Google Study Claims Massive M-Shopping Impact

Those who are skeptical about the breadth and depth of mobile migration often dismiss claims about the power of smartphones and the showroom effect at retail. They claim to see only scattered and occasional instances of people using their smartphones as shopping tools in the aisles.

Well, those skeptics will really dislike Google’s latest research release. This morning the search engine issues a massive study of smartphone users and their mobile shopping habits. The study says that 62% of smartphone owners use their device to help them with shopping at least once a month or more, and 17% are hardcore, using mobile for shopping at least once a week. And among those who do use their smartphones to help with shopping, 84% are doing so in the store.

The phenomenon cuts across virtually all product categories and retail situations, and shows that on average these in-store mobile-assisted shoppers are using their device 15 minutes or more per visit. Nevertheless, retailers should not fear the showroom, because the shoppers who are the most frequent users of smartphones say they actually are buying more goods per shopping trip then are standard smartphone shoppers. In fact, in the health and beauty category, the median basket size is 50% larger for the hardcore mobile shopper, and 40% larger in the appliances category.

Not surprisingly, the smartphone may also be changing the relationship between the shopper and in-store service. For instance, in the appliances category, 55% of smartphone shoppers say they have used their device in-store rather than consult a salesperson -- and even in the baby care and household care categories, 40% and 39%, respectively, say they have used devices to circumvent the help.

Principal in-store mobile use does shift according to category. While price comparisons were important to only 36% of grocery shoppers and 44% of apparel shoppers, finding the best price was important to 74% who were shopping in the appliances category, 70% in electronics, and even 62% in baby care.

Indeed, there is an important diversity in use cases and functionality according to category. For instance, in the electronics segment, 70% of mobile shoppers are checking price, 51% are just browsing products, 45% are looking for product reviews, 45% are looking for hours, 42% are looking up product information, 42% are finding locations and directions, 40% are hunting for promotional offers, 35% are finding where products are sold, and 32% are checking store availability of products.

Compare this to the use of mobile phones in shopping for household care products -- where 58% are looking for price comparisons, 41% for location or directions, 36% are simply browsing on their phones, 34% are looking for promotional offers, and 32% are looking for product information.
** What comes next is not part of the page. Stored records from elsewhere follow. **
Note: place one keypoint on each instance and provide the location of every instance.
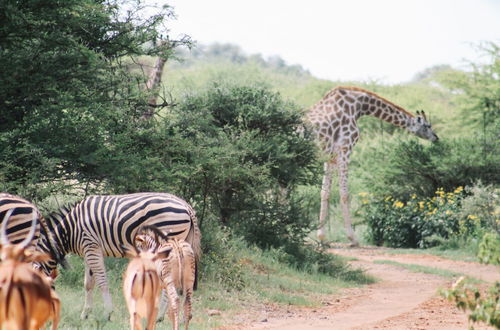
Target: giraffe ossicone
(334, 120)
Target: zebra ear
(130, 252)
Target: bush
(489, 249)
(221, 261)
(422, 222)
(411, 167)
(316, 260)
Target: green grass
(266, 282)
(423, 269)
(455, 254)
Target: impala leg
(95, 262)
(89, 283)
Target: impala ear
(36, 256)
(130, 252)
(163, 253)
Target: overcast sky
(387, 40)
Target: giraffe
(334, 121)
(153, 83)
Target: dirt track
(401, 299)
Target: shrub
(420, 222)
(221, 261)
(412, 167)
(489, 249)
(482, 305)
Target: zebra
(104, 225)
(22, 213)
(177, 271)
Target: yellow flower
(398, 204)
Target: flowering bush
(418, 222)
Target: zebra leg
(89, 284)
(95, 261)
(163, 305)
(187, 307)
(173, 305)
Clearly, shoppers who are hunting for various segments are in fact also using mobile differently and in different modes that require sometimes vastly different feature sets.

Google is happy to emphasize that 82% of people who are researching products in-store say they are starting with a search engine over other sources, such as store Web sites (62%), brand Web sites (50%), store apps (21%), and deal Web sites (20%). And by a 65% to 35% margin, mobile shoppers in-store say they prefer using mobile sites over apps.
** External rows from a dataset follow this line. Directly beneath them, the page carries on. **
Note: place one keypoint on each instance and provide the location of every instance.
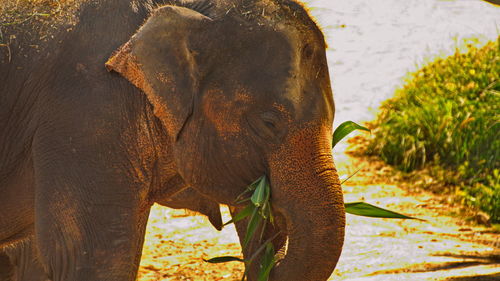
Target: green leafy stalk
(344, 129)
(368, 210)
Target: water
(373, 44)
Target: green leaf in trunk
(368, 210)
(261, 193)
(254, 222)
(241, 215)
(344, 129)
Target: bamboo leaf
(254, 222)
(344, 129)
(242, 214)
(259, 196)
(224, 259)
(368, 210)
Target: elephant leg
(189, 198)
(25, 266)
(6, 267)
(91, 212)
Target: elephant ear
(158, 60)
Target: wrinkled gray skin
(19, 262)
(99, 120)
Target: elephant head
(242, 89)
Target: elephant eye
(269, 119)
(266, 125)
(307, 51)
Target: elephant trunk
(307, 192)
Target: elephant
(19, 262)
(112, 105)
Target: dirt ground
(372, 45)
(447, 246)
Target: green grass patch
(447, 118)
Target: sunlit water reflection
(373, 44)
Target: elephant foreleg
(90, 215)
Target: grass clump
(447, 118)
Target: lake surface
(374, 43)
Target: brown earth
(446, 246)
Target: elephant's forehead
(225, 113)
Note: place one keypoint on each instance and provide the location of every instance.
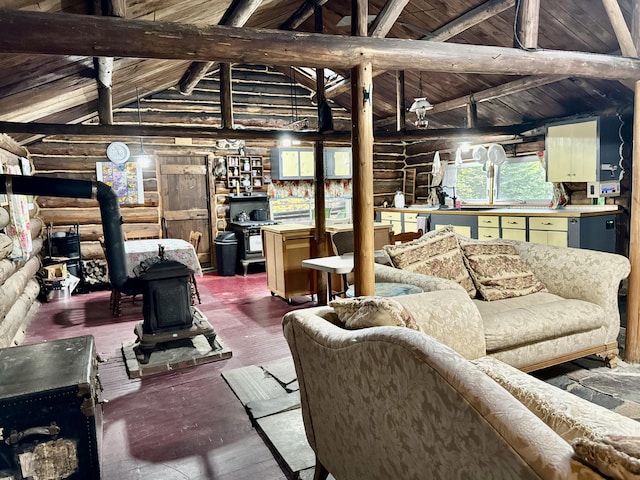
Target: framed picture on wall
(125, 179)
The survey was conducted in the fourth quarter of 2012 among 1507 smartphone owners who use their devices for shopping. To be sure, it is not surprising that a Google-sponsored study tends to find and emphasize the importance of mobile search and mobile Web to the shopping experience. Actually, I am struck by the relatively high share of people who actually are using branded store apps, considering that this indicates some degree of brand awareness and loyalty to begin with. And most retailers of some mobile maturity understand that the audiences and use cases are somewhat different between the mobile Web, which is more about discovery, and branded apps, which will focus on the brand loyalists were drilling very deep in their research.
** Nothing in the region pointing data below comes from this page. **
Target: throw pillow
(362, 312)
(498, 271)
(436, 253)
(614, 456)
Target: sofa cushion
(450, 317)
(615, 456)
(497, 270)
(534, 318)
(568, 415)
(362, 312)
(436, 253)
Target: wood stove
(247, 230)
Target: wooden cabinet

Nevertheless, there is an interesting divide suggested here between a mobile Web that Google is suggesting to be more of a reflex for shoppers and simply to have a greater power for discovery versus the more closed system represented by the mobile app. And it almost goes without saying that Google is not asking the question about which mobile operating system -- Android or iOS -- predominates.

And it is also important to emphasize that the overwhelming majority of those defined in this study as “mobile shoppers” have said simply that they have used the smartphone to help with shopping at least once a month. Only 17% are admitting to making a weekly habit of it. What percentage of people you think would say that they search at least once a week on the desktop browser about a product or store? As with any emerging media activity, it is the transition from fascination to ritual and habitual use that really makes the biggest difference.